If you receive a request for medical records, please submit the following information within 30 days to the address on the ADR: 

  • Physician’s orders for the admission and all services billed
  • Itemized list of charges
  • Hospital Admission Assessment and hospital discharge summary
  • Hospital History and Physical
  • Physician progress notes
  • Consultation reports
  • Plan of care
  • Diagnostic test results/reports, including imaging reports
  • Clinical/therapy notes
  • Please submit all documentation to support the medical necessity of services billed and the DRG code billed
  • A signature log or an attestation statement, if you question the legibility of your signature. Medicare requires that medical records entries for services provided/ordered be authenticated by the author. The signature may be hand-written or electronic; stamp signatures are not acceptable. Patient identification, date of service, and provider of the service should be clearly identified on the submitted documentation. 
    • If the signature requirements are not met, we will conduct the review without considering the documentation with the missing or illegible signature. This may lead us to determine that the medical necessity for the service billed has not been substantiated.
    • For more information regarding signature requirements for Medicare purposes, refer to the CMS Medicare Program Integrity Manual (Pub. 100-08), chapter 3, section 3.3.2.4External PDF and CMS MLN Matters article MM6698External PDF, “Signature Requirements for Medical Review Purposes.”
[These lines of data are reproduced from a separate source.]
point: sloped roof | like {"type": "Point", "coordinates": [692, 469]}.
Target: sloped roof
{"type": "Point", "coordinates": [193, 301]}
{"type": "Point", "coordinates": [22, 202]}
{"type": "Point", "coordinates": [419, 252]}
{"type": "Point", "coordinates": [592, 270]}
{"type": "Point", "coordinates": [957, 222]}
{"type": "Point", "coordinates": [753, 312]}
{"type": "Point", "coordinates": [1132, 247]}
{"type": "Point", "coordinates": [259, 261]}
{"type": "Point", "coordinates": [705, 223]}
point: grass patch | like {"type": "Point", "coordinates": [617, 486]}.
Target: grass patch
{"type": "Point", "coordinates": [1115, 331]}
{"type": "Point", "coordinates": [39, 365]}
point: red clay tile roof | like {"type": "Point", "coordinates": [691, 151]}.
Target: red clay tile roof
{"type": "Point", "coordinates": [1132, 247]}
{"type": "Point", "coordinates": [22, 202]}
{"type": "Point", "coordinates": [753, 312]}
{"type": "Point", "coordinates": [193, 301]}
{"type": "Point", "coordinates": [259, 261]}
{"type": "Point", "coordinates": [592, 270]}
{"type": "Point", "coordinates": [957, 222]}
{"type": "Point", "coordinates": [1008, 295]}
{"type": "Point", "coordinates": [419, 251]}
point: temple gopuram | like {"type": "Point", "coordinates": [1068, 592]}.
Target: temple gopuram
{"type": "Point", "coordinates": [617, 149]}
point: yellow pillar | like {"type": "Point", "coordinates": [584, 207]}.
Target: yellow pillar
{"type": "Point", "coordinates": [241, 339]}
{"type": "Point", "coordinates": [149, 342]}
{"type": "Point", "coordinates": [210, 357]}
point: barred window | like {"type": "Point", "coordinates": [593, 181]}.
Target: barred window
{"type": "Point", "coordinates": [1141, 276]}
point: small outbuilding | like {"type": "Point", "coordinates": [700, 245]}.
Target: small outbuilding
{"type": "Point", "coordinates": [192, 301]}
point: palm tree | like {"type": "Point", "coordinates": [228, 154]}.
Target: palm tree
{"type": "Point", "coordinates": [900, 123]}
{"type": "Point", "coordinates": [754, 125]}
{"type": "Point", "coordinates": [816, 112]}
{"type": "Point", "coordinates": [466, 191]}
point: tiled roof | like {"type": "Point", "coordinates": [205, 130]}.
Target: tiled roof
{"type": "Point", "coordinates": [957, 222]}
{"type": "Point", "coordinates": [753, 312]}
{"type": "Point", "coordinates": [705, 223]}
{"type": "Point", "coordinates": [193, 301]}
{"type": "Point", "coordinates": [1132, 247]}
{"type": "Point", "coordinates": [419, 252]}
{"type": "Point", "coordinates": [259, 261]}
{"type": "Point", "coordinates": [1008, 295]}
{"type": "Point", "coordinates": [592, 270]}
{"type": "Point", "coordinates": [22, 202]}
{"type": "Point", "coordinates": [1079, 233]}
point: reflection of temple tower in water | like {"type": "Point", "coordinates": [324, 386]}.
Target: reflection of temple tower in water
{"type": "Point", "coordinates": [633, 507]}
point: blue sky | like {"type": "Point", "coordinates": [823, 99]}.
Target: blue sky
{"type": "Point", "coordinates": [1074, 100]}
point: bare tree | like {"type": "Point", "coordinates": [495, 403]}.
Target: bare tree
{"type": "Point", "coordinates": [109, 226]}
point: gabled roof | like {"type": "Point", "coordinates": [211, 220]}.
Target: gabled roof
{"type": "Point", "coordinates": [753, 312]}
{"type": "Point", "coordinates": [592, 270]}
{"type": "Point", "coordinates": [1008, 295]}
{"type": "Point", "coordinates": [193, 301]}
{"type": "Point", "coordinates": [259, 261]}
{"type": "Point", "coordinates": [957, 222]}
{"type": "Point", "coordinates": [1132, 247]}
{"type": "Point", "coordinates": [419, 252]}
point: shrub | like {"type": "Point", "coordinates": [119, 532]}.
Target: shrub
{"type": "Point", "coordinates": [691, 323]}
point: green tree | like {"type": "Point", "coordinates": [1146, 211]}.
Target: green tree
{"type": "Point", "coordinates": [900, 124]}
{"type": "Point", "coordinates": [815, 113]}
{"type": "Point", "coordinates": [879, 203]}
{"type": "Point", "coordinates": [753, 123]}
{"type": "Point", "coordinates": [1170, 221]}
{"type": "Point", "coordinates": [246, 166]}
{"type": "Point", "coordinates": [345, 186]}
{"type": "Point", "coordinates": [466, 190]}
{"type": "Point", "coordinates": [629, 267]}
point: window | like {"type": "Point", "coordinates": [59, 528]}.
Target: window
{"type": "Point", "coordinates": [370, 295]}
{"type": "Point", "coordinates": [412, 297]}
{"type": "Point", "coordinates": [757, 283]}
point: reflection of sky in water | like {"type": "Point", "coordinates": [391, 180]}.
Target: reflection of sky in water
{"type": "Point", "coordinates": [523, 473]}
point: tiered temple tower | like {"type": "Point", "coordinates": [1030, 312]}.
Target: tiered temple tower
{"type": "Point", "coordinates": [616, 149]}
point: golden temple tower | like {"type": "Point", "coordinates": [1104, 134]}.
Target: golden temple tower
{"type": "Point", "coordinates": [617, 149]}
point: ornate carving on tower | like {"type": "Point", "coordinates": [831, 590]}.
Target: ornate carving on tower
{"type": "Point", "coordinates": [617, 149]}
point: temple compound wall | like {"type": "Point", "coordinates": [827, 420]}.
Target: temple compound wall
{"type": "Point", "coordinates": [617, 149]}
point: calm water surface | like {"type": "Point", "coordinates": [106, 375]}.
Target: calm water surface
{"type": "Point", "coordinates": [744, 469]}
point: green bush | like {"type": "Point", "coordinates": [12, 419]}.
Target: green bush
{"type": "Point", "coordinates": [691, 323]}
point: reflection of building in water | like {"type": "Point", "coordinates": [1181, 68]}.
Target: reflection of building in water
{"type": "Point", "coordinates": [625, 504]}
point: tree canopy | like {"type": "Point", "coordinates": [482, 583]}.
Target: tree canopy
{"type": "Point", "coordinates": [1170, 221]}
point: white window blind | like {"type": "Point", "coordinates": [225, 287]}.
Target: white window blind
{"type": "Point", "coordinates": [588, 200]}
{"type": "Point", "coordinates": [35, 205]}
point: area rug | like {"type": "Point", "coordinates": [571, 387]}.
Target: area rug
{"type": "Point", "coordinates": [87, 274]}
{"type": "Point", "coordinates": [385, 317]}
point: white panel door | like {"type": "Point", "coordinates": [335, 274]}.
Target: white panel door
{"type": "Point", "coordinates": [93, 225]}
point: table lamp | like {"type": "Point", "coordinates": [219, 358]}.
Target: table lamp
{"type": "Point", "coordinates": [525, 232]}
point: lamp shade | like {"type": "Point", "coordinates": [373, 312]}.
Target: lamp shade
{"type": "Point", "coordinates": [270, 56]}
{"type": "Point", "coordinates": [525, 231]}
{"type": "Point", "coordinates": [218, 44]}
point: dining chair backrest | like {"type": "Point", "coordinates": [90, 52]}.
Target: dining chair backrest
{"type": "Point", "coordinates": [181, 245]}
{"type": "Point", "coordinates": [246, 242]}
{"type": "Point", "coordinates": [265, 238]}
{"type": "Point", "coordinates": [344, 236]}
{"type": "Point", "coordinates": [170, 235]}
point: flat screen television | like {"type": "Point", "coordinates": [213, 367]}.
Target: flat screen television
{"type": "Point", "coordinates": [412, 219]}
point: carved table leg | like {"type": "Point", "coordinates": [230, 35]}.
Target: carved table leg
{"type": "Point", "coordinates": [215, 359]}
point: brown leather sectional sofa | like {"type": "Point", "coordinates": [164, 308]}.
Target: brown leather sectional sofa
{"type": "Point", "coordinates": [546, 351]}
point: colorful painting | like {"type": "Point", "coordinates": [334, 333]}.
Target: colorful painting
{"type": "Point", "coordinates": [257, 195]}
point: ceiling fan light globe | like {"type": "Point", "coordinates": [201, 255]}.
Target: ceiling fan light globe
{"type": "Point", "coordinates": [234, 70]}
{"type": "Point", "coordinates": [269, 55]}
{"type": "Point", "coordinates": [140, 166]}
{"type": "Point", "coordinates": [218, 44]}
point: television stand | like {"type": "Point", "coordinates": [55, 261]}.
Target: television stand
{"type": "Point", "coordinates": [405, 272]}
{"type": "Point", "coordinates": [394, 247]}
Options for Submitting Records

  • You may submit medical records compact disks (CDs) or digital video disks (DVDs) to CGS.  You must use the correct file format of tagged image file format (tiff), which may be saved to your CD/DVD. 
  • You may also submit records via fax to: 803.462.2596.  Use the ADR letter as a cover sheet.
  • If you choose to respond by mail, send the requested records to the address indicated in the ADR letter.

Completed review results will be posted on the CGS website.  Individual providers with significant denials will be contacted for one-on-one education.